The Khmer Rouge was finally driven from power by the invading Vietnamese army, but to this day she asks why no foreign country came to help Cambodia earlier and prevent the murder of around a quarter of the population.
Helen Jarvis, the KRT’s public affairs officer, has made it her personal mission to ensure the tribunal takes place because she feels that people like Res Halimas deserve justice.
She first arrived in Cambodia to help rebuild the National Library, which the Khmer Rouge gutted and turned into a ground for pig-keepers.
“I’ve been concerned with this issue [the KRT] since the late 1980s. I began documenting the crimes in 1994, and in 1999 I began working with the Cambodian government. I’ve seen the process from a closer perspective than most and believe it simply must happen, they [the Khmer Rouge] must be held accountable for their crimes,” she says.

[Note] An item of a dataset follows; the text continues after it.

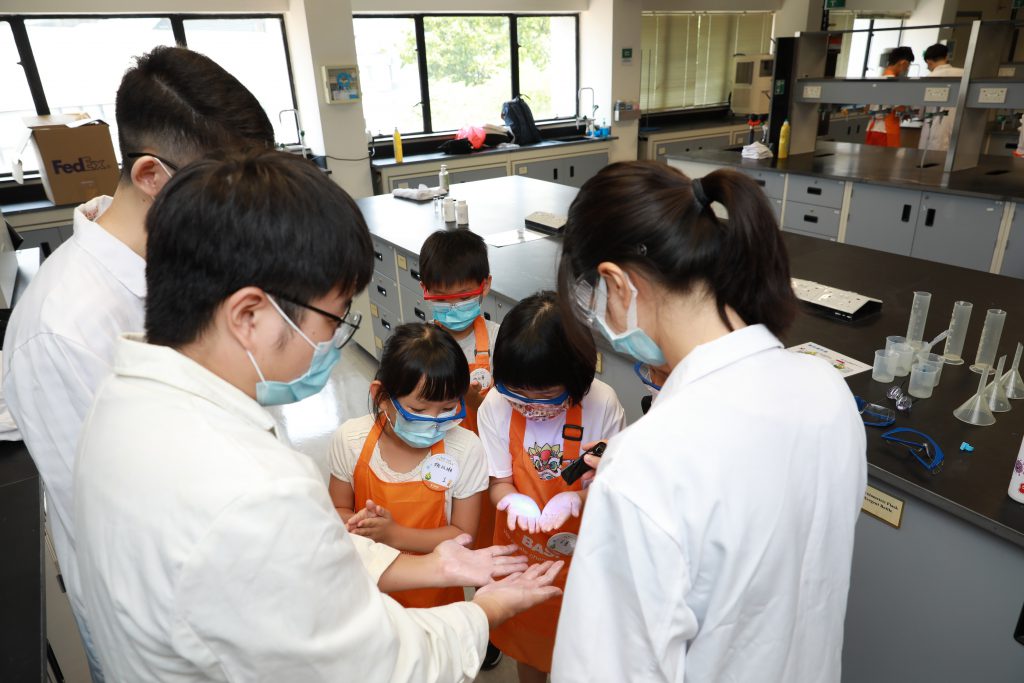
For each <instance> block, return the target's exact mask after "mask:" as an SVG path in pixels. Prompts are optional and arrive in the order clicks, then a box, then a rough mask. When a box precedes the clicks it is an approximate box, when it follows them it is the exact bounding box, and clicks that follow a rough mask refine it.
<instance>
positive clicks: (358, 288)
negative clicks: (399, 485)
mask: <svg viewBox="0 0 1024 683" xmlns="http://www.w3.org/2000/svg"><path fill="white" fill-rule="evenodd" d="M146 228H147V232H148V252H147V257H148V260H147V266H146V273H145V275H146V288H147V298H146V306H145V332H146V337H145V338H144V339H143V338H142V337H141V336H137V335H124V336H123V337H122V338H121V339H120V340H119V341H118V343H117V345H116V349H115V361H114V375H113V377H111V378H110V379H108V380H106V381H105V382H104V383H103V384H102V386H101V387H100V388H99V390H98V391H97V394H96V399H95V403H94V405H93V409H92V412H91V413H90V414H89V416H88V418H87V419H86V421H85V423H84V425H83V428H82V437H81V441H80V446H79V453H78V460H77V463H76V468H75V490H74V494H75V496H74V498H75V526H76V533H77V538H78V540H79V544H78V550H79V556H78V559H79V568H80V575H81V585H82V592H83V595H84V597H85V603H86V613H87V614H88V615H89V624H90V628H91V630H92V633H93V636H94V638H95V642H96V645H97V651H98V653H99V655H100V661H101V664H102V666H103V669H104V671H105V672H106V673H108V676H109V677H110V678H112V679H114V680H118V681H141V680H160V681H191V682H194V681H258V680H265V681H304V682H305V681H410V682H412V681H417V682H419V681H470V680H472V679H473V677H474V676H475V675H476V673H477V671H478V669H479V667H480V664H481V661H482V658H483V653H484V649H485V646H486V642H487V631H488V626H495V625H497V624H500V623H501V622H503V621H504V620H506V618H507V617H509V616H511V615H513V614H514V613H516V612H518V611H520V610H522V609H526V608H528V607H530V606H532V605H535V604H537V603H539V602H542V601H543V600H545V599H547V598H549V597H552V596H554V595H557V594H558V593H559V591H558V589H556V588H554V587H552V586H550V584H551V582H552V581H553V579H554V577H555V575H556V572H557V571H558V570H559V569H560V564H561V563H557V564H552V563H550V562H549V563H544V564H538V565H535V566H532V567H530V568H529V569H526V570H525V571H524V572H522V573H519V571H518V570H520V569H523V568H525V560H524V559H523V558H511V557H507V556H506V555H507V553H510V552H512V549H511V548H504V549H494V548H492V549H484V550H480V551H470V550H468V549H466V548H464V547H463V546H464V545H465V544H467V543H469V541H470V538H469V537H468V536H466V537H464V538H463V539H461V543H457V542H455V541H453V542H446V543H445V544H442V545H441V546H439V547H438V548H437V550H435V551H434V552H433V553H432V554H430V555H425V556H401V558H400V559H397V560H395V559H394V558H395V555H396V553H394V552H393V551H390V552H391V554H390V556H389V555H388V553H389V551H387V550H386V549H379V548H378V549H377V550H376V551H375V553H374V552H371V553H370V554H369V555H368V556H371V557H376V558H377V559H376V560H371V561H368V562H367V564H366V565H365V564H364V562H361V561H360V558H359V554H358V550H357V549H356V547H355V546H354V545H353V537H350V536H348V533H347V532H346V531H345V528H344V524H342V522H341V518H340V517H338V514H337V513H336V512H335V509H334V506H333V504H332V503H331V499H330V497H329V496H328V492H327V487H326V486H325V485H324V482H323V479H322V477H321V475H319V472H318V470H317V469H316V467H315V465H314V464H313V463H312V462H311V461H310V460H309V459H308V458H307V457H306V456H304V455H301V454H299V453H297V452H295V451H292V450H291V449H290V447H288V446H287V445H286V444H285V443H283V442H282V441H281V440H280V439H279V438H278V432H276V427H275V425H274V422H273V419H272V418H271V417H270V415H269V414H268V413H267V412H266V411H265V410H264V407H266V405H272V404H283V403H286V402H292V401H295V400H300V399H301V398H303V397H306V396H308V395H312V394H313V393H315V392H316V391H318V390H319V389H321V388H323V386H324V384H325V383H326V382H327V379H328V376H329V375H330V372H331V368H332V367H333V366H334V364H335V362H336V361H337V360H338V357H339V354H340V349H341V347H342V346H343V345H344V344H345V343H346V342H347V341H348V340H349V339H350V337H351V335H352V333H353V332H354V330H355V328H356V326H357V325H358V315H357V314H354V313H351V312H349V307H350V303H351V299H352V296H353V295H354V294H355V293H356V292H357V291H359V290H360V289H362V288H364V287H365V286H366V284H367V282H368V281H369V279H370V276H371V273H372V269H373V256H372V253H373V252H372V244H371V242H370V233H369V230H368V229H367V226H366V223H365V222H364V220H362V217H361V215H360V214H359V211H358V208H357V207H356V206H355V203H354V202H353V201H352V200H351V198H349V197H348V195H346V194H345V193H344V190H342V189H341V188H340V187H338V186H337V185H336V184H334V183H333V182H332V181H331V180H330V179H329V178H328V177H327V176H326V175H324V174H323V173H322V172H321V171H319V169H317V168H316V167H315V166H313V165H312V164H310V163H308V162H307V161H305V160H303V159H301V158H298V157H294V156H291V155H286V154H283V153H275V152H267V151H264V152H259V153H250V154H248V155H236V156H228V157H225V158H224V159H222V160H216V161H203V162H198V163H195V164H193V165H190V166H189V167H187V168H185V169H182V170H181V171H180V172H179V174H178V175H177V176H176V177H175V178H174V179H173V180H172V181H171V182H170V183H169V184H168V186H167V188H166V189H165V190H164V191H163V193H162V194H161V196H160V197H159V198H158V200H157V202H156V204H155V205H154V210H153V211H152V212H151V213H150V215H148V217H147V219H146ZM360 541H361V540H360ZM391 560H394V561H391ZM389 562H390V563H389ZM368 566H369V569H370V570H368ZM510 570H512V571H516V573H514V574H513V575H512V577H509V578H507V579H505V580H503V581H501V582H498V583H490V582H492V577H494V575H497V574H501V573H506V572H508V571H510ZM424 585H434V586H441V585H482V586H483V588H481V589H480V590H479V591H477V593H476V596H475V597H474V599H473V601H472V602H463V603H457V604H452V605H446V606H443V607H437V608H434V609H411V610H407V609H404V608H402V607H401V606H400V605H399V604H398V603H397V602H395V601H394V600H392V599H391V598H389V597H387V596H385V595H384V594H382V593H381V592H380V590H378V586H379V587H381V588H383V589H387V590H402V589H407V588H413V587H422V586H424Z"/></svg>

For Res Halimas, the arrests of the five suspects now in custody – Toul Sleng chief Khaing Kek Ieu (Duch), former acting president Nuon Chea (Brother Number 2), former head of state Khieu Samphan, former minister of social affairs Ieng Thirith and former foreign minister Ieng Sary – have given her some relief.
“The arrests were very professional and conducted without any incident or difficulty; they really take the court to a new level and lead us into the reality of the judicial process after all this time,” she says.
She disputes the view that Cambodians and the international community have different expectations from the tribunal.
“I don’t think you can generalise shades of opinion or shades of enthusiasm,” she says. “There are some levels of disbelief and skepticism on both sides but mostly Cambodians have a pressing concern that their suffering is going to be forgotten.”
The KRT had a rough start when negotiations between the government and the United Nations often broke down, something Res Halimas believes is secondary to the achievement of getting the tribunal up and running.
“Clearly the negotiations were protracted and the search for funds was difficult, but we have now achieved a great deal and the general population wants it. But it’s not going to be easy – we don’t wish to rewrite history and there are deep psychological scars that will no doubt be stirred”
The KRT’s forum has visited most provinces in Cambodia and most people seem keen for the hearings to proceed, after so many years of waiting. For Res Halimas, it seems Cambodians are taking a keen interest in the tribunal – echoing Youk Chhang’s view that the trials have become “street talk”.
“There’s no doubt it’s had an important impact on the nation, it’s on the radio, the TV, there are bumper stickers,” she says.
“In all the visits to the countryside I’ve never had a single negative reaction, the people are thirsty for information.”
This article has been edited for clarity.